Schoolchildren in India, famine victims in East Africa and parishioners of a village church in the Solomon Islands have all benefited from an “extraordinary year” for the charity SPICMA (Special Projects in Christian Missionary Areas).
Run entirely by volunteers, the charity, which celebrated the 50th anniversary of its founding in 2017, raised £590,000 during the year, according to preliminary figures, and distributed £470,00 to more than 60 projects.
One outstanding success was the Jubilee Project, building a school in southern India. The target was to raise £31,000 but donations amounted to more than double this. The target sum was raised with just one donation.

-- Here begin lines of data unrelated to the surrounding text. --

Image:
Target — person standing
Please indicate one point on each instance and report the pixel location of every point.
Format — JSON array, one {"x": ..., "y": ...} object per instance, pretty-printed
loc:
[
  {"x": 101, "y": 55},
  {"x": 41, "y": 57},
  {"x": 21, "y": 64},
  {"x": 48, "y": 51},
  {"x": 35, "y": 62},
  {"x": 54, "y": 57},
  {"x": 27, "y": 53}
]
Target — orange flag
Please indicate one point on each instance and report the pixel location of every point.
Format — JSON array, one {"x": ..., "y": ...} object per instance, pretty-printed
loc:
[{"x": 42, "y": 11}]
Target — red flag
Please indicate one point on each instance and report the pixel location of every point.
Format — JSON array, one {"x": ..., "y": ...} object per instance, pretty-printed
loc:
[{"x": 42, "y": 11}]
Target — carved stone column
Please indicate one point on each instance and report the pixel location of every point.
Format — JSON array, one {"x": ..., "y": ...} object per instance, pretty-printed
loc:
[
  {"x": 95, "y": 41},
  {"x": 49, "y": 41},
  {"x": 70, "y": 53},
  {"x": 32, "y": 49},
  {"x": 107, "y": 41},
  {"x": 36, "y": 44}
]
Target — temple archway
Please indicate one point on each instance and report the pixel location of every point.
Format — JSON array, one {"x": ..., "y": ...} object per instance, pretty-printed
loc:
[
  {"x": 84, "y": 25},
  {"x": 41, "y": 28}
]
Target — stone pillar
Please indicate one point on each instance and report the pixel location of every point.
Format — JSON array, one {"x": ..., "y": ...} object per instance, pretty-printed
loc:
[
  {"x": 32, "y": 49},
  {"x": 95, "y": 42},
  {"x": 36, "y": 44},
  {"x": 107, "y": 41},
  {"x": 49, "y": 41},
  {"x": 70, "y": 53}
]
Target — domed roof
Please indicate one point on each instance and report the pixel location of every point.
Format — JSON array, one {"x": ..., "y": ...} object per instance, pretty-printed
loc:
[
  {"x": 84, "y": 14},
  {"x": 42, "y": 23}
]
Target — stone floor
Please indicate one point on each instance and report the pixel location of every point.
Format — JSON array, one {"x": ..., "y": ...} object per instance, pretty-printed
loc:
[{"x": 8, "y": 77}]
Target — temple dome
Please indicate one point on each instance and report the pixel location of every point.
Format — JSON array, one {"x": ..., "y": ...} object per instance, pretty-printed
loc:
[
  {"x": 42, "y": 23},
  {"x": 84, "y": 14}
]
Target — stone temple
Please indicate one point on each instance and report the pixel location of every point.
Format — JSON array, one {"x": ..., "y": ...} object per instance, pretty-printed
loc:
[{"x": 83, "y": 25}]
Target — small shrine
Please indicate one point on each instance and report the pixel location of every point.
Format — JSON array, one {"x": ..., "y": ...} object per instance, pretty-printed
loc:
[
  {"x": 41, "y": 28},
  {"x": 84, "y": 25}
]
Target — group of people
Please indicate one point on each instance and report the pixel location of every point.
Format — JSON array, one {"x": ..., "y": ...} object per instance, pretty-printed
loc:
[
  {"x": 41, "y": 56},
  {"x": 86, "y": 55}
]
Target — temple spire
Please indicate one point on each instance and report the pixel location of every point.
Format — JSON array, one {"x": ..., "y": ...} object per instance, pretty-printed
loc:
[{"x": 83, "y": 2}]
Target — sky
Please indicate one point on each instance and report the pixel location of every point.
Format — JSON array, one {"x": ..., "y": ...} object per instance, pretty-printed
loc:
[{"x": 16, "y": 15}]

As a result the village of Anumarlapudi will not only get a school and water plant but the school will be furnished and equipped, pupils will get free uniforms and water plants will be provided in several surrounding villages.
The school will open in June this year.
A total of £120,000 was given in famine aid to Uganda, South Sudan and Kenya, where a refugee crisis has worsened the situation of thousands suffering a prolonged drought.
The charity was originally founded to support a rural parish in Uganda and that country is still a focus, with 44 grants during the year. Other African countries received 10, India 11, Pakistan six and the Solomon Islands one, to build a permanent church in a parish where the only church has been a timber and thatch hut.